Long SPPRP ($5) & SPPRO ($13.6) (Supertel Hospitality Preferred)
Note: These are small issues and likely only fit for PAs
As this write-up is based on today’s events, I’ve opted for timeliness over detail.
Supertel Hospitality announced today that they are suspending dividends on their preferred issues. The two publically traded issues, SPPRP (8% Series A, $10 Par) and SPPRO (10% Series B, $25 Par) traded down over 40% today on the news and are now roughly at half of par.
Supertel is a REIT that owns 71 limited service hotels. There’s a VIC write up from ‘07 that provides some good background. Since ’08, Supertel has been through rough times as its focus of midscale (think Quality Inn) and economy hotels (Super 8) has been a particularly challenged segment of the market. In response, the company has been shifting its portfolio towards upper midscale (Comfort Inn) and premium-branded (Hilton Garden) hotels. The company has been divesting legacy properties and using the sales proceeds and external capital to acquire properties in their new target segment as well as to de-lever.
So what caused the preferred dividend halt? The proximate cause is a failed stock offering. At the end of August, Supertel attempted an equity offering for $134m. $16m of the proceeds would be used to redeem the A & B preferred, $64m for acquisitions, with the balance used to de-lever and for general corporate purposes. The stock was hit hard following the registration and the offering was withdrawn the following month, with the CEO citing “current market conditions” and “pricing expectations” as reasons for the pull.
The 10-Q following the offering stated: “The costs of this offering and its failure to be completed have had a severe impact on the Company’s liquidity.” The company incurred $1.1m in expenses from the equity offering, not inconsiderable for a company of this size, when no proceeds were generated.
This led to today’s announcement of a halt of the Preferred dividends, with both securities down 40%+.
What’s the opportunity with the preferred? I think there are two key points to address: 1) is the company solvent? and 2) what are the control persons’ attitude towards the preferred?
On the first point, it’s my contention that the company is solvent, but illiquid.
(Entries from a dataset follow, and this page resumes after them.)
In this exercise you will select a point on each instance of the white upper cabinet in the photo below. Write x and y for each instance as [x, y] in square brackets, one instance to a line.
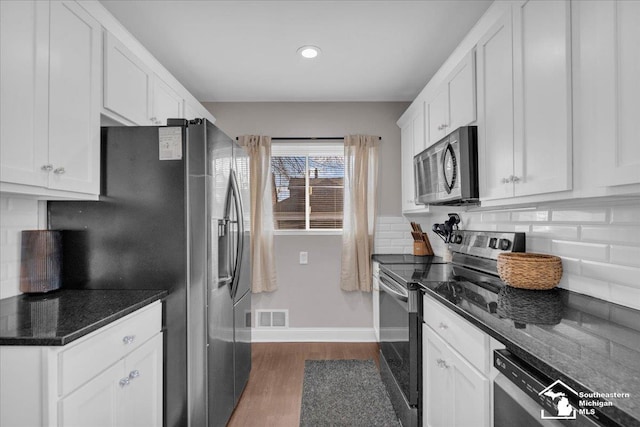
[74, 99]
[607, 92]
[455, 103]
[167, 103]
[495, 109]
[24, 81]
[412, 140]
[542, 97]
[50, 99]
[524, 102]
[127, 83]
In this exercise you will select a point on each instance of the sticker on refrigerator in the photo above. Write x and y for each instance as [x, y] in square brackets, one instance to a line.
[170, 143]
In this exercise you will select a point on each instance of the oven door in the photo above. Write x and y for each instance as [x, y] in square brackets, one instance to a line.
[399, 339]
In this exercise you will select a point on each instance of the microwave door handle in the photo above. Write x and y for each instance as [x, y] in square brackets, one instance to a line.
[448, 186]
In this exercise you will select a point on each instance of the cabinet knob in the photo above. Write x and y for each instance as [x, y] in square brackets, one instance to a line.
[442, 364]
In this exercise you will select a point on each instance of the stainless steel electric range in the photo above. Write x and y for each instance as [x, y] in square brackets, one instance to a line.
[401, 309]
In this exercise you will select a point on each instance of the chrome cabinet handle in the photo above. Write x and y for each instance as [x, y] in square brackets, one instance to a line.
[442, 364]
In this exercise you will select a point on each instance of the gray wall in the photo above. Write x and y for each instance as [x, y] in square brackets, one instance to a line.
[312, 292]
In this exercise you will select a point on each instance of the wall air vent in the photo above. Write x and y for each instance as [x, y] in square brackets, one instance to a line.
[272, 318]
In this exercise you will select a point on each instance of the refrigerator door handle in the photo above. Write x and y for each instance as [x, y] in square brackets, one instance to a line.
[240, 232]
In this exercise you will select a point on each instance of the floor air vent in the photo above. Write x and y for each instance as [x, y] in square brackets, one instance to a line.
[272, 318]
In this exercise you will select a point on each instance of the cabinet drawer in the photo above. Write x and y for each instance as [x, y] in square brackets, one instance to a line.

The dividend halt is intended to ease a liquidity crunch, and I believe can be reinstated once funds can be raised either via additional property sales, and/or a successful capital market transaction.
My main argument for solvency is Supertel’s book value of $41m as of last Q. The key question, of course, is how this book value relates to the real value of the company’s properties. I went through all the sales transactions from this year and compared it to their net book value. Please see the table below:
Net Book Value
Jefferson City, MO
As you can see, the sales price equals or exceeds book value in almost all cases. Keep in mind that these are the company’s underperforming assets as well. I think there’s enough value here for the Preferred to be covered well above their current market price.
The second question about key stakeholder attitude to the preferred is an important one. I know many VICers can attest to situations where the ability to pay the preferred was not enough – you need a willingness to pay.
There is a third, Series C, issue of Preferred that I haven’t mentioned yet. This series is solely owned by Real Estate Strategies, LP (“RES”), and was issued in a private placement at the beginning of 2012 to provide capital to pursue the above-mentioned shift in strategy. RES is controlled by IRSA (Inversiones y Representacions Sociedad Anonima), an Argentine real estate co, which happens to trade on the NYSE under the ticker “IRS.”
The terms of the Series C are as follows: 3m Preferred were issued with a 6.25% coupon and par of 10, convertible into 3.75m shares (split adjusted). IRSA also received warrants for another 3.75m shares with strike at $9.6 (again split adjusted), and 4 of 9 board seats.
The rights of the C is as follows: “with respect to dividend rights and rights upon the company’s liquidation, dissolution or winding up, the Series C convertible preferred stock ranks… on parity with the Series A preferred stock and Series B preferred stock.”
I don’t think the IRSA board members enjoyed having the dividend suspended any more than the individual holders. Since the majority of the outstanding value of all Preferred shares is in the C class, most of the dividend goes to IRSA. My thesis is that the halt was done as a prudent move during a liquidity crunch, and will not be a permanent impairment. IRSA could also serve as a potential source of liquidity, as it doesn’t seem logical to let liquidity problems impair their $30m investment (Supertel recently received a waiver from GE for breaching covenants).
Today’s announcement of the suspended preferred dividends led to indiscriminate selling in a thinly traded security. Buying these preferred at half of par gives you an accruing (but unpaid) yield in the high teens. The company’s book value and the alignment of preferred holders with the major investor / board members gives me a degree of comfort that this will turn out well.
I do not hold a position of employment, directorship, or consultancy with the issuer. I and/or others I advise hold a material investment in the issuer's securities.